The case has been among a series of attempts by Republicans to delay President-elect Joe Biden’s win in key states and hand an Electoral College victory to President Donald Trump, by blocking or overriding popular vote results.
“It would be an unprecedented exercise of judicial activism for this Court to stop the certification process of the Wayne County Board of Canvassers,” wrote Chief Judge Timothy Kenny.
Attorney David Fink, representing Detroit, said at a hearing Wednesday that blocking the finalization of Michigan’s votes would either knock the state out of the Electoral College, kicking the selection of the president to the US House of Representatives, or would allow the Republican-held state legislature to try to seat its own slate of electors.

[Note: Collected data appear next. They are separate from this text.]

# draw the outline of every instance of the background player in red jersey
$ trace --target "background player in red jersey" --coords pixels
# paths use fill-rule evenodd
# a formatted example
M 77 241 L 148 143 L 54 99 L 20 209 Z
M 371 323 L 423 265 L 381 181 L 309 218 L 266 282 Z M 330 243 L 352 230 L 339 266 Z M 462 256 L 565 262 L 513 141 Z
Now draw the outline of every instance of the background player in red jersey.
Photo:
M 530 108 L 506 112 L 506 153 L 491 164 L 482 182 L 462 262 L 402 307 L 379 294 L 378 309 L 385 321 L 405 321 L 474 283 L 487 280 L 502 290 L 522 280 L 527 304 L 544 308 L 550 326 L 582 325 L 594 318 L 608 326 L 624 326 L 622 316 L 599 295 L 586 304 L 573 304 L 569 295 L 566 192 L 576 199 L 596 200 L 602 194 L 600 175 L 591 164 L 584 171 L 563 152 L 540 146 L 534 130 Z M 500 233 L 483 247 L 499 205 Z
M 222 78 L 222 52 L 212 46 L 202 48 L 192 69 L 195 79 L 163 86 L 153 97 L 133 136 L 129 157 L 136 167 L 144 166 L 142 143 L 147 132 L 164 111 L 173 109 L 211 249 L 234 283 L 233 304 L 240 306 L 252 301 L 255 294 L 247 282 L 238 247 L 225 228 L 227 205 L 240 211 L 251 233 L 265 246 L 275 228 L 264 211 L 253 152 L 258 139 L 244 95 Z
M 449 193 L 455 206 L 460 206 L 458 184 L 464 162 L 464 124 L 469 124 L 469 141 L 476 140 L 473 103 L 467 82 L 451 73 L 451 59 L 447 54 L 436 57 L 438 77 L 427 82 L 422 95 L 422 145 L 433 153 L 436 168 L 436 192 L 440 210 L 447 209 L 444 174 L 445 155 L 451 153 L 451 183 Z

Earlier this month, Judge Kenny also denied a request in a similar lawsuit to stop the certification of election results in Detroit, noting there was no evidence that oversight procedures had not been followed.
CNN has projected Biden as the winner of the state by almost 3% over Trump, with nearly a 150,000 vote lead.
The Trump campaign has a separate lawsuit open in federal court that makes a similar attempt to slow down the certification of the state’s vote for Biden. That case is in its earliest stage.
Appeals court rejects Pennsylvania mail-in ballot challenge
The issue of the legality of those ballots was already at the US Supreme Court — and still is there — but Jim Bognet and voters had added to the effort in their own federal case that challenged those ballots.
The 3rd US Circuit Court of Appeals decided the voters and Bognet, who lost his race in Pennsylvania’s 8th Congressional District, didn’t have the ability to sue and had gone to court too close to the election, rejecting their case. The appellate decision was in line with the lower court’s ruling in the case.
The ruling on Friday also appears to block voters from making broad, theoretical claims under the Equal Protection Clause of the Constitution about the possible dilution of their votes.
Lawyers representing Republicans in other weak suits since Election Day have tried to make similar constitutional arguments to block Biden’s win in several states, including Pennsylvania.
This story has been updated with the Pennsylvania ruling.